About a week ago, 88-year-old Dr MB Shah got admitted to Mumbai's Holy Spirit hospital for removal of major heart blockages. The calcified blockages had hardened in the arteries and to open them up, doctors at the hospital used the 'intravascular lithotripsy (IVL) or the Coronary Shockwave Lithotripsy, a therapy which treats such artery blockages with 'sonic pressure waves.' Sonic pressure waves have been used since years for the removal of kidney stones and is now being applied in the heart for breaking calcium blockages. Shockwave Intravascular Lithotripsy is a novel procedure that brings hope for those suffering from an advanced form of coronary artery disease (CAD) having angina or heart attack in which the blockage becomes very hard due to deposit of calcium. This happens in patients who are elderly, diabetic, have chronic kidney disease, long-standing blockages or previous bypass surgery.
The calcium gets developed slowly and progresses to its hardened form within the heart arteries of elderly people. It gets developed slowly but its impact is immediately encountered when performing procedures in calcified lesions. The calcium’s hardened structure restricts normal artery movement and makes the rigid arterial tissue resistant to traditional balloon therapies that have been designed to compress the plaque within the artery wall to restore normal blood flow. Presence of calcium increases the complexity of most cases and decreases the effectiveness of most treatments.

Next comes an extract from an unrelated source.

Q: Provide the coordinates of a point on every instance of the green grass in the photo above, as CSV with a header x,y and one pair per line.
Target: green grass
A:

Dr Amit Sharma, Interventional Cardiologist at Holy Spirit Hospital said, “For many years, calcium around the coronaries has made it difficult for old, diabetic patients with complex coronary artery disease. The calcium in the arteries is so hard that the balloon that is usually used to make room for the stent, itself ruptures. Intravascular lithotripsy (IVL) is designed to generate sonic pressure waves to break up calcified artery blockages historically used to treat patients with kidney stones." This new technology makes the angioplasty much easier for elderly patients who have calcium deposition in the artery because through this it is easier to put stent inside for blood flow. “The Coronary Shockwave Lithotripsy involves advancing a specialised catheter and delivering pulsatile sonic pressure waves at the blockage site to break the calcium in the artery wall. At the same time, these sonic waves pass through surrounding soft vascular tissue in a safe manner, so that the blood flow in the artery is never affected. This procedure is done with imaging (Intravascular ultrasound/ OCT) to make sure the passage of stents subsequent to the pressure wave therapy is easy,” added interventional cardiologist Dr Pinto.
Currently, rotabulator procedure is used for removing calcium present inside the artery but this may sometimes result in an increased risk for adverse events since they don’t differentiate between the calcific lesion and soft intimal tissue of the artery. While these are still early days to comment on this mode of therapy, it is very clear that this is a game-changing technology for the treatment of calcified coronary artery disease.”